Commentary
Tariffs are going up, and internal taxes are coming down in the United States. That makes sense to S&P, which held the U.S. credit rating at AA+/A-1+, with a stable outlook for the coming years.
Tariffs, a stable economy, and credible and effective monetary policy were clinchers that undergird the strong U.S. rating.
“The stable outlook indicates our expectation that although fiscal deficit outcomes won’t meaningfully improve, we don’t project a persistent deterioration over the next several years,” according to the ratings company in its most recent report on the United States.
“This incorporates our view that changes under way in domestic and international policies won’t weigh on the resilience and diversity of the U.S. economy. And, in turn, broad revenue buoyancy, including robust tariff income, will offset any fiscal slippage from tax cuts and spending increases.”

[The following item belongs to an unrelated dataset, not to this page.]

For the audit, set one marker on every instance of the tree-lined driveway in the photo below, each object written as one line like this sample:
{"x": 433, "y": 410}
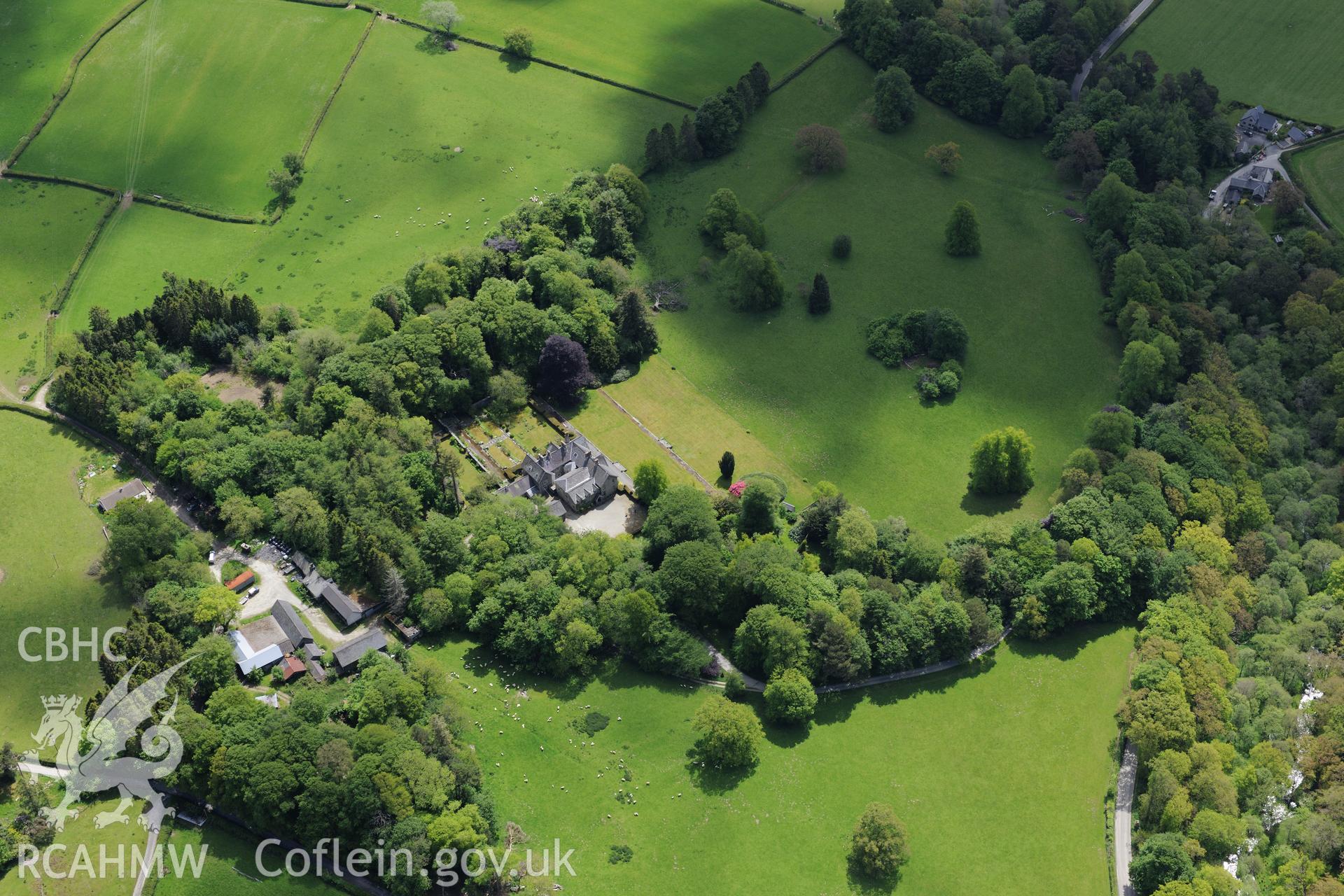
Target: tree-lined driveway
{"x": 1124, "y": 820}
{"x": 1112, "y": 39}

Tariffs will help hold government revenues at approximately the same level despite lower internal taxes on individuals and corporations. Tariffs, a form of external tax on imports, encourage companies to reshore at least some of the manufacturing they previously exported to other countries. Tariffs will provide approximately $300 billion annually in government revenue, arguably along with more U.S. jobs in the long run. They have not led to the massive predicted increase in inflation due to inexpensive supply chain shifts.
Tariffs give the U.S. government bargaining leverage with foreign governments on a broad range of issues, from trade and Israel to fentanyl smuggling and illegal immigration. This is a source of influence that the United States formerly denied itself due to the ideology of complete free trade that gave authoritarian countries like China and Russia a free pass to the lucrative U.S. market. As the United States is one of the world’s top importers, the U.S. government’s ability to impose tariffs can disincentivize these and other countries from adopting anti-U.S. policies, including anti-U.S. economic alliances such as BRICS (Brazil, Russia, India, China, and South Africa).
Two of the most important trade issues that the United States has used tariffs to influence are bringing rare earth element (REE) and pharmaceutical manufacturing back home to the U.S.A. Both could be used for leverage against the United States in case of war with China, as the United States is dependent on them for our economic and human health. Automobile assembly lines and patients who require antibiotics, for example, currently depend on REE and pharmaceutical imports from China.